Dans le livre "Foi et religion dans une société moderne" (éd. Salvator 2021) le cardinal Joseph de Kesel, archevêque émérite de Malines-Bruxelles, fait l’état des lieux d’une Église catholique qui a perdu le pouvoir et l’influence dont elle jouit pendant des siècles dans une société sécularisée. Il invite à sortir du catastrophisme et à voir cette situation comme une grâce en faveur d’une Église plus humble et plus authentique.
Des siècles durant, le christianisme a joui du statut de religion culturelle dans nos sociétés. Il était le repère, la norme dans tous les domaines. Mais aujourd’hui, un processus inéluctable de sécularisation est en marche et l’Église catholique a perdu son influence et son pouvoir. Faut-il s’en affoler ? "Non ! répond le cardinal Joseph de Kesel, archevêque émérite de Malines-Bruxelles. Ce n’est pas parce qu’elle n’est plus religion culturelle qu’elle n’est plus rien. Elle n’a pas nécessairement besoin d’être dans une société chrétienne pour exister. L’Église doit vivre dans le monde et pas dans son monde."
La perte d’influence de l’Église ne signe pas sa disparition
Pourtant nombre de croyants s’inquiètent de l’éventuelle disparition de cette Église. "Sa perte d’influence ne signe pas sa disparition explique Mgr Kesel, mais cela pourrait arriver. C’est ce qui s’est passé en Afrique du Nord, la zone la plus christianisée du bassin méditerranéen aux premiers siècles. Le déclin a commencé avant même l’arrivée de l’islam et aujourd’hui l’Eglise y est très minoritaire". Il faut donc prendre la situation au sérieux même si dans la plupart des pays occidentaux, l’Eglise n’est ni marginalisée ni minoritaire contrairement à la Chine où le cardinal a récemment effectué un voyage.
Pour Mgr de Kesel, les chrétiens ne doivent pas s’avouer vaincus, mais ils ne doivent se tromper pas de combat. "Devons-nous évangéliser ? interroge-t-il, bien sûr que nous devons le faire ! La question est : Comment le faire ? Car évangéliser n’est pas christianiser ! Christianiser la société suppose que les non chrétiens n’auraient plus leur place.
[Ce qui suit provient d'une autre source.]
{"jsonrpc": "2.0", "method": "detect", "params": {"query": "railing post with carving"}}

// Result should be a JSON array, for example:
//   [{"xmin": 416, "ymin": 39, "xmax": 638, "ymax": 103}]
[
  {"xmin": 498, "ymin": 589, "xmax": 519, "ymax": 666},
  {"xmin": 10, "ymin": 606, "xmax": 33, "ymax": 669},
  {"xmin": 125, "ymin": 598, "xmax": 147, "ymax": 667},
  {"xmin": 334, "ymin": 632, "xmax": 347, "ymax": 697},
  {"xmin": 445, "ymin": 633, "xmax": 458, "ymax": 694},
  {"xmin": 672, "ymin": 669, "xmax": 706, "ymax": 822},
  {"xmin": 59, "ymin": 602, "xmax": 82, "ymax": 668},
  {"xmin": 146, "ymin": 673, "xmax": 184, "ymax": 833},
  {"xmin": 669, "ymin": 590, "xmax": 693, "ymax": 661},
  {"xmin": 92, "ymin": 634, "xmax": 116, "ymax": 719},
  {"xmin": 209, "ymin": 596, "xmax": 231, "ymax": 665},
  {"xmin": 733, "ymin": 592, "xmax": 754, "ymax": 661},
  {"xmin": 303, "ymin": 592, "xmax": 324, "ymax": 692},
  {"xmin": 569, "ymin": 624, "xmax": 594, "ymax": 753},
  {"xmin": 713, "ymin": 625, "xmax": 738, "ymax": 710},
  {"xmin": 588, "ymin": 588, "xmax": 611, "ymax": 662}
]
Regardez ce qui se passe en Afghanistan : une société où l’islam est religion culturelle et où il n’y a de place pour rien d’autre. C’est invivable ! Je plaide pour une Église présente et pas conquérante, une Eglise qui (re)devienne à taille humaine et humble."
Ce n’est pas l'Église qui sauve le monde, c’est Dieu
Ce que l’Église a perdu n’est pas l’essentiel pour l’archevêque émérite de Malines-Bruxelles. "Le Christ n’a eu ni pouvoir ni influence dans la société de son temps, il a fini tout seul, explique-t-il. Regardez les moines de Tibhirine : aucune conversion, rien de quantifiable et une fin tragique. Mais ils étaient là, témoins du Christ."
Tout au long de son livre, celui que le pape François a créé cardinal en 2016 développe l’idée que Dieu veut se faire connaître dans le monde et que c’est la vocation de l’Église catholique. "Ce n’est pas elle qui sauve le monde, c’est Dieu ! martèle-t-il. Et l’Église en témoigne. Une communauté certes moins nombreuse mais plus humble et qui n’a pas peur de dire sa foi.
Et si la sécularisation était une chance pour l’Église ? "Je le crois, confie Mgr de Kesel, à condition qu’une véritable conversion soit opérée pour accueillir le monde tel qu’il est avec humilité. L’Eglise ne vit pas un effondrement, elle traverse une épreuve. Elle doit désormais consentir à vivre dans le monde et pas dans son monde. Elle doit essayer d’être partout mais ne pas considérer qu’elle est tout. La seule chose à vivre c’est être authentiquement chrétien, être présent dans le monde en paroles et en actes, sans prosélytisme."
Mgr de Kesel s’étonne que certains chrétiens aient peur. "Peur de quoi ? Croit-on que sans l’Église le monde est perdu ? Comme si Dieu ne l’avait pas créé et l’avait abandonné ! Dieu est en train de sauver le monde aujourd’hui et l’Église n’a d’autre mission que de le dire."